Angela Davis, professor, thinker, activist, famed revolutionary, visited New York's Occupy Wall Street movement on Sunday afternoon. She spoke first to a densely-packed crowd seated on cold concrete at Washington Square Park, her talk over the People's Mic sounding like a litany.
"We say no to big banks. We say no to corporate executives making millions of dollars a year. We say no to student debt, we say no to evictions. We say no to global capitalism. We say no to the prison industrial complex. We say no to racism, we say no to class exploitation, we say no to homophobia, we say no to transphobia, we say no to ableism. We say no to military occupation. We say no to war."
But more than what we say no to, Davis and the crowd were interested in what we say yes to. She called on the occupiers to answer the question, "How can we be together in a unity that is complex and emancipatory?"

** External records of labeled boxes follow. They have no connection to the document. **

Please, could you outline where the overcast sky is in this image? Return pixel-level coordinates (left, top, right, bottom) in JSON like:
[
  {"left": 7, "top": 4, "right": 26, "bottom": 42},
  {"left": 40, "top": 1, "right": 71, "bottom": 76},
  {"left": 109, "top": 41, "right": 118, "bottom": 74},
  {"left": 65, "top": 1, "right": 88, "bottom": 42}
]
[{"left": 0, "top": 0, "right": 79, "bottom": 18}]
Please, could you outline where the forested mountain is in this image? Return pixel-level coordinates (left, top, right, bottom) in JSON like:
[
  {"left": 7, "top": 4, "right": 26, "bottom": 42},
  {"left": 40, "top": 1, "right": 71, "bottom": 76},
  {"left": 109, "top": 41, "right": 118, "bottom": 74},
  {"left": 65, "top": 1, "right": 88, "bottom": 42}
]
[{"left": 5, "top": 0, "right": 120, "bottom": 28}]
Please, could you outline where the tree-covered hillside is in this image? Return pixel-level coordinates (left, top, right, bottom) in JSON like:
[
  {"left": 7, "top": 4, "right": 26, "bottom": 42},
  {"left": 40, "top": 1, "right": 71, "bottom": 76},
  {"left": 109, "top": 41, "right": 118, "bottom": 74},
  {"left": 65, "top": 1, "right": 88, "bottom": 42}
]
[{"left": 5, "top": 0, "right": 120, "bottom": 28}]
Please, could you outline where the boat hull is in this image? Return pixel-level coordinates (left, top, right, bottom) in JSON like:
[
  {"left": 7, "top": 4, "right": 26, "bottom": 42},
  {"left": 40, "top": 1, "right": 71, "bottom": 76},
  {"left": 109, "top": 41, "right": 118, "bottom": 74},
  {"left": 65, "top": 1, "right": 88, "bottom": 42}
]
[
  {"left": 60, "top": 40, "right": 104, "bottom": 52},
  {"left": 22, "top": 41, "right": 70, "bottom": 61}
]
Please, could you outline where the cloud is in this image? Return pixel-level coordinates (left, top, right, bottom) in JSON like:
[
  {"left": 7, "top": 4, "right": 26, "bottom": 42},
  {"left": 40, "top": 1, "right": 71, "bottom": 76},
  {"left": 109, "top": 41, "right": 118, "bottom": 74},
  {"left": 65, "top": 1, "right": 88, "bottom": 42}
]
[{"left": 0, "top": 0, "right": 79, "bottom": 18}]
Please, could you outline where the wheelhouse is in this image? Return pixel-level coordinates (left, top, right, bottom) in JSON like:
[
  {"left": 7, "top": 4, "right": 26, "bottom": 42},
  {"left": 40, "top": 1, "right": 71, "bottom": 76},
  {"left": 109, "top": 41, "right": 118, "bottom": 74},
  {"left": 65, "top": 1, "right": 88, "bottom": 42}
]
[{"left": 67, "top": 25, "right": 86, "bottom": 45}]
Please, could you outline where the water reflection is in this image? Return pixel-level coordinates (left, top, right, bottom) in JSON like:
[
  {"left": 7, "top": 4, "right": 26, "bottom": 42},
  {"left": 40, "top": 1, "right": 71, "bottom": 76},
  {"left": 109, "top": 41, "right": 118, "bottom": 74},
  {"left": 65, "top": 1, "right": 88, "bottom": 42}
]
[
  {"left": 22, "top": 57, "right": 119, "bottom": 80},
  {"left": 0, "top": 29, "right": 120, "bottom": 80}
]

It is no surprise that as the Occupy movements have grown, questions of race and gender, of sexuality and of internal dynamics have come up, and police brutality and the prison system have been issues almost from the beginning, and so it was no surprise that many of the people who asked questions of Davis were interested in working through those issues.

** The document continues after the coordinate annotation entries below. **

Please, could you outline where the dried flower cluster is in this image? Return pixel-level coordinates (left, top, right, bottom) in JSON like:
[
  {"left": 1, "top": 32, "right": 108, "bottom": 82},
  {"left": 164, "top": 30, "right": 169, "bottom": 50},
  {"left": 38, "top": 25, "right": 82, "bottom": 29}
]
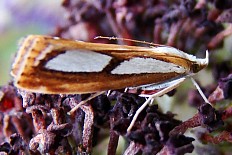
[{"left": 0, "top": 0, "right": 232, "bottom": 155}]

To the question of the language of "occupation," Davis counseled protesters to be aware that the U.S. is behind military occupations in other countries that are brutal and oppressive, but argued it was also possible to use the word differently. "We turn occupation into something that is beautiful, that brings community together."

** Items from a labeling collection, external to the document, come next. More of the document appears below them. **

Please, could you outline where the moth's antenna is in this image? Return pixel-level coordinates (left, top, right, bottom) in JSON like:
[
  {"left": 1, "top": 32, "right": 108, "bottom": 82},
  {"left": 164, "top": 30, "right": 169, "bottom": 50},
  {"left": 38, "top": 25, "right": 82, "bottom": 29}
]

Many in the audience seemed to want advice from Davis, but she encouraged the movement to find its own answers. "We stand behind calls for…the decommodification of education, healthcare," she said, and noted that the movement's language carries with it the implicit promise of more work: "If we say we are the 99%, we have to commit ourselves to organizing the 99%"
Repeatedly, Davis stressed the need for inclusion, urging protesters to insist on inclusiveness, to make space for the most marginalized people in society, to hear their voices. To questions about political process, she got a laugh from the crowd when she said, "I agree with you that capitalism sucks," but she urged the crowd not to let another Republican become president even as she said that the two-party system was broken and called for growing the movement until even conservatives wanted to join it.
On a personal note–I saw Davis speak in 2007, during the early days of a long and messy presidential election, and though she urged the same commitment to struggle then, the smile on her face and her constant thank-yous to the crowd in Washington Square were miles away from her demeanor back then. I believed her when she called the movement "revolutionary"–which she did more than once, including in a mention of the general strike called for November 2 in her hometown of Oakland.
"That it seems to me is what this movement is about: freedom and the redefinition of freedom," she said.